Dean Rohrer

The Saudi Spring?

With Saudi Arabia's political influence diminishing, and its oil wealth set to wane in the coming years, the country seems destined for national decline. But there is another possibility: a more representative political system, together with strong economic incentives, could unleash the young population’s creativity and dynamism.

LONDON – In the early 1970’s, Saudi Arabia’s King Faisal reportedly confided to senior members of the royal family his fear that, just as in a single generation the country had moved from “riding camels to riding Cadillacs….the next generation could be riding camels again.” His warning seems more apt than ever.

Saudi Arabia, long one of the Arab world’s most rigid societies, now finds itself in a state of flux. Its relations with the West – and with the United States in particular – have frayed in the turmoil unleashed in the Middle East and North Africa by the Arab Spring. Meanwhile, a group of women provided the latest sign of domestic restiveness by defying the Kingdom’s prohibition against women drivers.

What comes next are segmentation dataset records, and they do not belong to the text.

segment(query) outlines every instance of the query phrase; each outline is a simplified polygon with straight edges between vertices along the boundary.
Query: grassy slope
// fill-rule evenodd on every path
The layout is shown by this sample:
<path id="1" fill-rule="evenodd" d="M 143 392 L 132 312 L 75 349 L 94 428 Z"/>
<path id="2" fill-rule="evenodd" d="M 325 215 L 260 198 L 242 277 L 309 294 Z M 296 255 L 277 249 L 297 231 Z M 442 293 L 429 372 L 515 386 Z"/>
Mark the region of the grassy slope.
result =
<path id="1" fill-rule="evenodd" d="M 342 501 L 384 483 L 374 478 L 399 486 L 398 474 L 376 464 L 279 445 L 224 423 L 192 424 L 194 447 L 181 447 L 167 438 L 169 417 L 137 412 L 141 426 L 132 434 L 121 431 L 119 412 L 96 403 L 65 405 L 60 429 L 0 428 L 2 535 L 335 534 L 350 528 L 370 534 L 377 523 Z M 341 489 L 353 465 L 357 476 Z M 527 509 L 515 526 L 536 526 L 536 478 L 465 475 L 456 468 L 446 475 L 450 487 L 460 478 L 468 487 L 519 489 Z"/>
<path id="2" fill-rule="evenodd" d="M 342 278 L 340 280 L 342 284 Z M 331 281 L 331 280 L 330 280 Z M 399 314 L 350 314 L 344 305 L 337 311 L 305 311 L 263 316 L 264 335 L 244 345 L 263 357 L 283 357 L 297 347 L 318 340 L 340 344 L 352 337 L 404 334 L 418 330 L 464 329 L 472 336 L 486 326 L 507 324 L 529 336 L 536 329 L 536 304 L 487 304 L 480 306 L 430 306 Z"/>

While Saudi Arabia remains the largest Arab economy, the world’s leading producer and exporter of oil, and the guardian of Sunni Islam, its political influence has diminished significantly in recent years. From the early 1980’s to the mid-2000’s, Saudi Arabia was the coordinator of pan-Arab politics, with the palaces of Riyadh and Jeddah drawing political leaders from throughout the Arab world.